An article published in the journal “Nature Communications” describes a research on the link between the dinosaur diversification that took place at the end of the Triassic period and an event known as the Carnian Pluvial Episode, which occurred around 232-234 million years ago. According to a team of researchers, in the middle of that period of climate change, dinosaurs started thriving, evolving into many different species, also taking advantage of the extinction of other animals.
There are many studies on the extinction of dinosaurs, which occurred about 66 million years ago. An increasing amount of evidence indicated as primary cause the impact of a huge meteorite and now the discussions concern the evaluation of its consequences including the possible trigger of a strong volcanic activity. However, around the origins of the dinosaurs there are more doubts because the reconstruction of that period is still incomplete.
Now a team formed by Massimo Bernardi and Fabio Massimo Petti of the Museum of Science, Trento, Italy, Piero Gianolla of the University of Ferrara, Italy, Paolo Mietto of the University of Padua, Italy, and Micheal J. Benton of the British University of Bristol tried to offer some new certainties about the period that led to the rise of dinosaurs.
We know that dinosaurs appeared at the beginning of the Triassic period, some 245 million years ago, after the greatest extinction in the history of life on Earth at the end of the Permian period. What wasn’t clarified yet is why they were rare for several million years and then quickly diversified within a few million years, a key event to make them the dominant group on the entire planet.
The researchers went looking for clues on the Dolomites, in Italy, where there’s the best known documentation of the Carnian Pluvial Episode (or Carnian Pluvial Event). At that time the arid climate changed considerably and relatively quickly with the emergence of much more humid conditions, including a large increase in rainfall, and then became dry again after a couple of million years.

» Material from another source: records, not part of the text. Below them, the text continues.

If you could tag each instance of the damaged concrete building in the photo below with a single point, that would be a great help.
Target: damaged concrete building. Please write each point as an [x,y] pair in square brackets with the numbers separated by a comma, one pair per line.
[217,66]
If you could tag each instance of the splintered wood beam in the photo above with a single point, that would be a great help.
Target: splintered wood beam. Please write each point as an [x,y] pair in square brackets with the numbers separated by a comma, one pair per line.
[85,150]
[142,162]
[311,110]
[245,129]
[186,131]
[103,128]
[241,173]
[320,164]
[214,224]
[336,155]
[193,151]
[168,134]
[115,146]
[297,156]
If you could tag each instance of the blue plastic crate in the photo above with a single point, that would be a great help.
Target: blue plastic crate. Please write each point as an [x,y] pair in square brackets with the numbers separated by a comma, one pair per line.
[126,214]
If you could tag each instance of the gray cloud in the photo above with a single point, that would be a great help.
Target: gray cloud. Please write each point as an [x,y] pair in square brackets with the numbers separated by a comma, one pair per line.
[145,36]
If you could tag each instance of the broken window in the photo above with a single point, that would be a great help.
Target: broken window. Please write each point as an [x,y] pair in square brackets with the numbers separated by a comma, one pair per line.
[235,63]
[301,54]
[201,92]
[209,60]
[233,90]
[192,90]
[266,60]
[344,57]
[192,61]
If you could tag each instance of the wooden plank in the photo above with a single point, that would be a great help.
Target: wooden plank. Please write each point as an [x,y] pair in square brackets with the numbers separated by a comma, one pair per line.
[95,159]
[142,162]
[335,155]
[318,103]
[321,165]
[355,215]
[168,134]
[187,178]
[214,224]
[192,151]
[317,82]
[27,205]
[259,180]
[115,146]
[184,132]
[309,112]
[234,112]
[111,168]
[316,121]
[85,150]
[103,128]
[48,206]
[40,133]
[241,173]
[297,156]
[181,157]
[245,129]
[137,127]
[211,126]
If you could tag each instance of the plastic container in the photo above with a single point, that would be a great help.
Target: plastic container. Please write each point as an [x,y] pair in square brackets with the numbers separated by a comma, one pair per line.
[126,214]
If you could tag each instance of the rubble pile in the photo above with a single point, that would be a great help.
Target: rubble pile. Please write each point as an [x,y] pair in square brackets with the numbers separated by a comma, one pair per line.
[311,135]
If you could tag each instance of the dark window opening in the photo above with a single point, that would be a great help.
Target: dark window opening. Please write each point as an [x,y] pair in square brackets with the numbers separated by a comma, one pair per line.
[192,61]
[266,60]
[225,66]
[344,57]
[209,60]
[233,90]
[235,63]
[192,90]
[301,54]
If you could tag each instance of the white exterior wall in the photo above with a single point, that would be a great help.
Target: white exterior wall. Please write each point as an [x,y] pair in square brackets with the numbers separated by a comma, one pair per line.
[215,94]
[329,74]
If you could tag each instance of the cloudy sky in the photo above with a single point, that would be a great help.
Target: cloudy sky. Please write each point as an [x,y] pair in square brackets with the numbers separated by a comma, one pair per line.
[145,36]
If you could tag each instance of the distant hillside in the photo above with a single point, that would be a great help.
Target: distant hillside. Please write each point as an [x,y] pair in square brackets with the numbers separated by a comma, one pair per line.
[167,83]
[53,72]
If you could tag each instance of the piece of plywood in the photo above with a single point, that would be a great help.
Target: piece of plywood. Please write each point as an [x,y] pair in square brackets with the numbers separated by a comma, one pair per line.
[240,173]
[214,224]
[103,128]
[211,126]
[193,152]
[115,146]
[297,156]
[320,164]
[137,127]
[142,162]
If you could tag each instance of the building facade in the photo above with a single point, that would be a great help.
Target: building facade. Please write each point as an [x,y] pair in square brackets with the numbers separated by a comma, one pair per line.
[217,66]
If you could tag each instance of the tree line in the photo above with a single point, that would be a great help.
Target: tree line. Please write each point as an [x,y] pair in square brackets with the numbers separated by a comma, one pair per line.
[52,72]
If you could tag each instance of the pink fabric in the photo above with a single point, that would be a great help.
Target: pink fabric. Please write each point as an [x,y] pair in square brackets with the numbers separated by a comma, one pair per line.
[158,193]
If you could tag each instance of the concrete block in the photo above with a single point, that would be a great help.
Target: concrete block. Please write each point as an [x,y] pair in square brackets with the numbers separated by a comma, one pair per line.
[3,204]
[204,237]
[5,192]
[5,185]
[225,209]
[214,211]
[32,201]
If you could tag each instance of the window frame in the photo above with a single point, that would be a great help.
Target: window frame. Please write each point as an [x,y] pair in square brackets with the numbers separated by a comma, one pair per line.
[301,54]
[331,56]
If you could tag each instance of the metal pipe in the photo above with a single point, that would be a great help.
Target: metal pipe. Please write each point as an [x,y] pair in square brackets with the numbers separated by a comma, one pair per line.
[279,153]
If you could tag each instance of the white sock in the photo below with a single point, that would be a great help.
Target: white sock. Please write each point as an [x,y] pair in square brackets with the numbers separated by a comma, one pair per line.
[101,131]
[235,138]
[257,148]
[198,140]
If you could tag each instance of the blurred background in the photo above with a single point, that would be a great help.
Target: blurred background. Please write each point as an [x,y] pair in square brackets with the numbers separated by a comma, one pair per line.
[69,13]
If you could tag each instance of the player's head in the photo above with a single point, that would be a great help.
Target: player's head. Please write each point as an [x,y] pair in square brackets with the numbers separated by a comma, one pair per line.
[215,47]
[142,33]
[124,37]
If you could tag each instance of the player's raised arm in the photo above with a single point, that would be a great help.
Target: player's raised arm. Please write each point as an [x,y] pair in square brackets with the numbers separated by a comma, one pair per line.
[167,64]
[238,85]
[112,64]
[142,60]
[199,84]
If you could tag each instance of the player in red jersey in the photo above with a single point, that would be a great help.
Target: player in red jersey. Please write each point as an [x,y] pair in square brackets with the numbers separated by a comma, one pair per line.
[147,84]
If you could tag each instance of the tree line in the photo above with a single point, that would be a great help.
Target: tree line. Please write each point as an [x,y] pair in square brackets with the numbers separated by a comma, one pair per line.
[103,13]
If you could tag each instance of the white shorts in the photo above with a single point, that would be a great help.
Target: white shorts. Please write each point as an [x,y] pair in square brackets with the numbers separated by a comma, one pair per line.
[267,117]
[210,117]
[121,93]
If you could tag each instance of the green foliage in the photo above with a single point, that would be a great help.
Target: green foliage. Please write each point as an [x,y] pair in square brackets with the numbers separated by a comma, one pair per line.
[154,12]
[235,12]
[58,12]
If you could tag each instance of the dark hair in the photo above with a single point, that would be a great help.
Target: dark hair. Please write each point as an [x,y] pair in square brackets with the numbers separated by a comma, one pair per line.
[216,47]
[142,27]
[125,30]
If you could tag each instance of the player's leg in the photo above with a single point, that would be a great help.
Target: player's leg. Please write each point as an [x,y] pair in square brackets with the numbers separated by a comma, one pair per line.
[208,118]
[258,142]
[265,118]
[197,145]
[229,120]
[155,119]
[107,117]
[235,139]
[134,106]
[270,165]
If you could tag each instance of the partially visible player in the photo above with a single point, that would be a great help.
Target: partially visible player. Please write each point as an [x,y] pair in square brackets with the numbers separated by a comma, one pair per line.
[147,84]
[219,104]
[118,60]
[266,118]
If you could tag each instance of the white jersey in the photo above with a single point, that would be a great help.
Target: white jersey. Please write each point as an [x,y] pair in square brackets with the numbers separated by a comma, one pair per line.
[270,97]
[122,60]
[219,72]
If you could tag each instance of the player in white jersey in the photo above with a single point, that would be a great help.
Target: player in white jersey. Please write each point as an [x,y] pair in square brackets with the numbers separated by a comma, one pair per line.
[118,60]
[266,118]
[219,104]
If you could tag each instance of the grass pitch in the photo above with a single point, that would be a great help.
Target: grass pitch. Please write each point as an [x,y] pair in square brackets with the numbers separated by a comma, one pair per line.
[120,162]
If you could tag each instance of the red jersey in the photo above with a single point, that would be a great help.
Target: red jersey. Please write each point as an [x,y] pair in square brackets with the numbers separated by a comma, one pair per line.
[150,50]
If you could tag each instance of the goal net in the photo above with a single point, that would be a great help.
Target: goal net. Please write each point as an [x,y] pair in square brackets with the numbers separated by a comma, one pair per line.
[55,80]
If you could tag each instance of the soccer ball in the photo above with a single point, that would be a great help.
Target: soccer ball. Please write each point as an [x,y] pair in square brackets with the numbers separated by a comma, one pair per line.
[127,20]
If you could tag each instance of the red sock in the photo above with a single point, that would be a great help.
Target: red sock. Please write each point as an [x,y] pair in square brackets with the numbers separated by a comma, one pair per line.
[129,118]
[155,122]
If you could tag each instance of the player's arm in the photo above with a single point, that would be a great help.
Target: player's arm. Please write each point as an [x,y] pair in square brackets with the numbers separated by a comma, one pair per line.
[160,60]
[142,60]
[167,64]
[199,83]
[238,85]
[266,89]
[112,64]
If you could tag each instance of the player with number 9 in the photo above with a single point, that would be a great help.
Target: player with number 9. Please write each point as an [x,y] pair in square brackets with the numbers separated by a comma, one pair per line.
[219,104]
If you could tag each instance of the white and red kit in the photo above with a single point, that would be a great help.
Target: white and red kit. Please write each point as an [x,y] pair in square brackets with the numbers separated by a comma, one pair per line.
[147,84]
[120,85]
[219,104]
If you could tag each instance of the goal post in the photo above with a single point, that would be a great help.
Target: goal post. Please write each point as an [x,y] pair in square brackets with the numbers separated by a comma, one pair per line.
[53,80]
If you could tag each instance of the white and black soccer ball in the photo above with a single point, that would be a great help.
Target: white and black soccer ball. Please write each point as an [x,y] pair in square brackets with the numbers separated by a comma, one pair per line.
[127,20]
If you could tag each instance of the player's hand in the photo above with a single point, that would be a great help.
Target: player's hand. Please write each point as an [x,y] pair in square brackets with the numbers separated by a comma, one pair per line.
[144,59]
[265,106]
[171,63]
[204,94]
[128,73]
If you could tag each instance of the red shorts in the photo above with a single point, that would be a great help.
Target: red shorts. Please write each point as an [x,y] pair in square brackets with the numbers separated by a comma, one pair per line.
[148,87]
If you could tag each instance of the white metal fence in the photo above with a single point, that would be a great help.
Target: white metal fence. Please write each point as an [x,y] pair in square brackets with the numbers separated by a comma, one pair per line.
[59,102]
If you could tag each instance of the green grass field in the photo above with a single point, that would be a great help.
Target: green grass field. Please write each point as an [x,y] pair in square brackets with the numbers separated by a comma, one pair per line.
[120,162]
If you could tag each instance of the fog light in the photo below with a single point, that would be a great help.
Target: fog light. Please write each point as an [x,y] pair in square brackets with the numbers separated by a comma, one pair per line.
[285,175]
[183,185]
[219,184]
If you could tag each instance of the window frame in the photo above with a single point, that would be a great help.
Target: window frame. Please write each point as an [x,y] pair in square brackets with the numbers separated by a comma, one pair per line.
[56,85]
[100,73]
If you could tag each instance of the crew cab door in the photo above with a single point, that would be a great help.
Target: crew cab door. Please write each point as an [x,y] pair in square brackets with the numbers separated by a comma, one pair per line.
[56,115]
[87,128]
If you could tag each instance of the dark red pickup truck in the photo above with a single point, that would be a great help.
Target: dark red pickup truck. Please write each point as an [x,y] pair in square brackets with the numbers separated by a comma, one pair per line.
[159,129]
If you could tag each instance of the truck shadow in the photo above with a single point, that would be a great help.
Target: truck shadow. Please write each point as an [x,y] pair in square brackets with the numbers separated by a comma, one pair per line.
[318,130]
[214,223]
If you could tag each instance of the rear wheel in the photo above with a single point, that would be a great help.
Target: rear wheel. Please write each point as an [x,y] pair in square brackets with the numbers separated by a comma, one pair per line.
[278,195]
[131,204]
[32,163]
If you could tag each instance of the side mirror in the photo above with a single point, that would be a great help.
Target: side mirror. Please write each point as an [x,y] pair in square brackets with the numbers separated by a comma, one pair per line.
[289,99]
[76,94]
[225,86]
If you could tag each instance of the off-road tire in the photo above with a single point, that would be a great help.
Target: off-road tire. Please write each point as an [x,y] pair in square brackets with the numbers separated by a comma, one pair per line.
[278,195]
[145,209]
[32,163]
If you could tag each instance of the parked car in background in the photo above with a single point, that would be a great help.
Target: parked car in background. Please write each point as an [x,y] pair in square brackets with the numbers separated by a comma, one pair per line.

In the Dolomites there are geological and biological evidence concerning dinosaurs. The fossil dating showing a rapid diversification of the dinosaurs matches an increase in carbon dioxide whose traces are present in the rocks. It’s a global phenomenon because the many traces found in the Dolomites correspond to those found also, albeit in smaller amounts, in Argentina and Brazil.
According to the reconstructions made in previous research, a strong volcanic activity in today’s western Canada caused a global warming and even acid rain. The strong climatic changes led to the Carnian Pluvial Episode. It’s possible that this wasn’t a great advantage for the early dinosaurs, rather a disaster for many competing species, which became extinct.
Other groups of animals such as lizards, crocodiles, turtles and mammals also took advantage of ecosystems left to them by that extinction. Dinosaurs were the ones that took the most advantage, starting a domain that continued for a whole geological era.